Today is the 2 year anniversary since I took that leap of faith and walked away from my full time job. I left behind stress, unhappiness, and the feeling of being stagnant in my current position. I didn't really want to move forward in the job, because I knew after 5 years I didn't want to make it a career. Before I left, everyday for 3 years I searched daily for a new job, a new adventure, or the possibility to start a new career, but nothing happened. There even came a point in time where I applied for pretty much anything, I felt desperate. I WANTED OUT! Over qualified for some, under qualified for others, and a few that seemed to be that perfect match! AAAAH!!! This is the one, interview went well, I'm all smiles!!! Right? Wrong! Even that one fell through. Bummed, sad, irritated, unhappy, miserable, and frustrated every negative word you can think of described how I felt doing something I no longer wanted to do. How does a girl, who is young, smart, educated, talented, and experienced end up in this place? I felt as if I was "selling out", selling out to a job just because I knew I would be paid every two weeks and I "needed" the money, selling out, because having a job was what I'm supposed to do, selling out, because I couldn't find anything to replace what I was currently doing. I woke up every morning before work dreading to walk through those doors. UUhhhggg, this again, what's the purpose? Why am I here?
I found the answer in Oct. 2011 on merriam-webster.com. A few weeks before this walk of faith happened. I took a three day took trip to Atlanta with my BFF Brandy for the WPPI-U photography conference. The conference consisted of three full days of workshops, learning, and mentoring several successful photographers. I left the workshop every evening ecstatic! Ecstatic about this new found love of being a photographer. As I walked back to our hotel on the streets of downtown Atlanta alone, feeling happy, motivated, ready to take being a photographer to another level, I didn't realize the extent of what this journey would be. All I knew is I was ready!
On that evening, in the hotel room as I read over my notes from the workshop that day, while chatting with Brandy about life, freedom, and fancy, I began doing a little research. I was working on perfecting my new Boudoir website for Fancy. You know, in business, marketing is very important, you want your work to be appealing to the potential client in every area, visually, even down to every "i" dotted and "t" crossed when someone is reading about your services. I was looking into wording for my boudoir website that would catch the clients attention! Looking for every word that would describe a boudoir experience with me, every single word that would describe Fancy! As I began my search I started with the thesaurus on merriam-webster.com. Typed in the word "Fancy" and a list of words appeared on the list. The word that stuck out to me the most was "Whim". My first thought, how does "fancy" and "whim" relate?
Click! The light bulb turned on!!!! Brandy, Brandy, Brandy! This is it! I must quit my job!!! "What?" with excitement said Brandy! Yes, come quick, read this!!!

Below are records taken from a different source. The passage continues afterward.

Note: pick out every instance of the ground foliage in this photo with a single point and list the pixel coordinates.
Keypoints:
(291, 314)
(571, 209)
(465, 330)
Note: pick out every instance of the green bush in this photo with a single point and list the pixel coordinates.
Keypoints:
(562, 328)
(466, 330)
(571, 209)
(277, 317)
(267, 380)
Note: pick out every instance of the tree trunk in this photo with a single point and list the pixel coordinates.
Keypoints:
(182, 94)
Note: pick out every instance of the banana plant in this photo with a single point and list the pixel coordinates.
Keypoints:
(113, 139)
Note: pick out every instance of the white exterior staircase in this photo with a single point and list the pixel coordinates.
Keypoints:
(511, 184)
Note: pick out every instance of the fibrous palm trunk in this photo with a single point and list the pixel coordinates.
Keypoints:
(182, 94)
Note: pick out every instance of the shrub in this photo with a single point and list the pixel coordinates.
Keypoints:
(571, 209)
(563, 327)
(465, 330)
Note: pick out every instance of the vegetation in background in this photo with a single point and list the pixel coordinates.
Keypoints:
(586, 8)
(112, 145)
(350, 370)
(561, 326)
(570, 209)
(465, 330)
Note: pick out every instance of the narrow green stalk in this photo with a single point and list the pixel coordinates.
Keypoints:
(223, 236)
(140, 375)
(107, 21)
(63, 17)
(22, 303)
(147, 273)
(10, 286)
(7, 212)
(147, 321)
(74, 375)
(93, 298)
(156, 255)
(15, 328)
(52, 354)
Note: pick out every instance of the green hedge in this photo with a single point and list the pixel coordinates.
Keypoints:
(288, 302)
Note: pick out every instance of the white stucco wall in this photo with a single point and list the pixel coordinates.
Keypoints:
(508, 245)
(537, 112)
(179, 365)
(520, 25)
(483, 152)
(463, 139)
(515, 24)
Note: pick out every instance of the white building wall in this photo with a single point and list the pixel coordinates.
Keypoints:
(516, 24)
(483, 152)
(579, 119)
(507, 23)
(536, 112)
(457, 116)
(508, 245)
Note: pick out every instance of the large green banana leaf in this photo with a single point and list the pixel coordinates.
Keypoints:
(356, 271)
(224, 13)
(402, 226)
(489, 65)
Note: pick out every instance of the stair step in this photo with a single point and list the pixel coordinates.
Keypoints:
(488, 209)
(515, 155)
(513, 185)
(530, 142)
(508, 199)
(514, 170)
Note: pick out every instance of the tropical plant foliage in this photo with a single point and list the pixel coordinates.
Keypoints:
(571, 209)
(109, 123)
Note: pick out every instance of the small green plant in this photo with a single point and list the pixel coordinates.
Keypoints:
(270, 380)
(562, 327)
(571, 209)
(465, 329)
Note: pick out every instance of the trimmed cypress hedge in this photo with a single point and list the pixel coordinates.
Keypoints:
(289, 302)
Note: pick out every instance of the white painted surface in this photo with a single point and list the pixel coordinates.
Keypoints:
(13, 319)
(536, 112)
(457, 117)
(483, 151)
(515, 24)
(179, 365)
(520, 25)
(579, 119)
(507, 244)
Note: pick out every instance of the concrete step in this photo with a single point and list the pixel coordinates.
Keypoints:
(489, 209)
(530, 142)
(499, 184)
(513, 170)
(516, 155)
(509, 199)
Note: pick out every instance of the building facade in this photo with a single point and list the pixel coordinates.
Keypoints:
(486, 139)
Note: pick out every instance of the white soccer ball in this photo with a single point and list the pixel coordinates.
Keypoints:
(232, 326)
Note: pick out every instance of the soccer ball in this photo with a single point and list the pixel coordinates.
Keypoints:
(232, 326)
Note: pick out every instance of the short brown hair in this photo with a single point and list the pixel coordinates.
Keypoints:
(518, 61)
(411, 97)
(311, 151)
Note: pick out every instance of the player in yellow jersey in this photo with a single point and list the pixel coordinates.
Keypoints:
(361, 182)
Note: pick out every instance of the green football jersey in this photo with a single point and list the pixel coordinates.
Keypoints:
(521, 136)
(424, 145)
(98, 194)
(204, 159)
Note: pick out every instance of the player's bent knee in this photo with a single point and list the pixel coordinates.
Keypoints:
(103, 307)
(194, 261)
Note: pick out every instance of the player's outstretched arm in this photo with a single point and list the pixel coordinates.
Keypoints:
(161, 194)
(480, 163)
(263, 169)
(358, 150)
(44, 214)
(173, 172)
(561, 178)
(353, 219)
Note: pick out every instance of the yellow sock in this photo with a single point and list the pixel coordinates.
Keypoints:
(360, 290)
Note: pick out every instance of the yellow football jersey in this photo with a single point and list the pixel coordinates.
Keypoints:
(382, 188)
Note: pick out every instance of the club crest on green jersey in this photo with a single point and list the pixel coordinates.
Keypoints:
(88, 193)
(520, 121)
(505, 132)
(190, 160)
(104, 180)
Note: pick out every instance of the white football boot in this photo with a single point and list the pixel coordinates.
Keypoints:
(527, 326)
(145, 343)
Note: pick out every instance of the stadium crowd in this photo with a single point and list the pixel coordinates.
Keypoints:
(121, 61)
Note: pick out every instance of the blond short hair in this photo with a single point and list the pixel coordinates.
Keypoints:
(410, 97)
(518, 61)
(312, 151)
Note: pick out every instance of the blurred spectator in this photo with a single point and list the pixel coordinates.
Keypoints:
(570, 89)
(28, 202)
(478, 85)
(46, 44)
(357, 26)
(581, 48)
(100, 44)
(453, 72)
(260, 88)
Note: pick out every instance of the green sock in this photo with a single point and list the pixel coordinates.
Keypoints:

As a furthered my researched, digging deeper to understand the meaning of the simplest word, God spoke to me using the definition of whim, how it relates to fancy, and what I needed to do in order to make it happen. Just quit.
Why are we afraid to quit? Because we have in our minds that "quitting" is a matter of giving up or when you quit there is no longer that safety net.
But I'm here to testify, when you follow the direction of God, it isn't a matter of giving up, or a matter of letting go of your safety, but its the matter of learning how to walk a mile by faith.
Faith as I know it is "the substance of things hoped for, the evidence of things not seen." Hebrews 11:1
Fancy according to one of the many definitions on m-w.com b : to believe without being certain
Faith = Fancy! They have the same meaning.
This simplest idea for a photo session has turned to into the most amazing walk by Faith that in turn has a purpose and a mission, to empower and inspire women, to seek happiness, joy, peace, contentment, self assurance, and freedom, by Faith.
Now, many of you know my story and have followed me from the beginning on this journey of my life as a full time photographer. In the past 24 months I have been a full-time photographer and business owner. What I used to do for someone else, I now do for myself. What exactly is that? Manage and Supervise myself and the operations of my business. I must say, it is not as easy as it seems, but it's rewarding and worth every single minute.
24 Months ago, I walked away from frustration and misery to follow the vision God gave me. In turn, I walked into joy, happiness, and Fancy!!!!!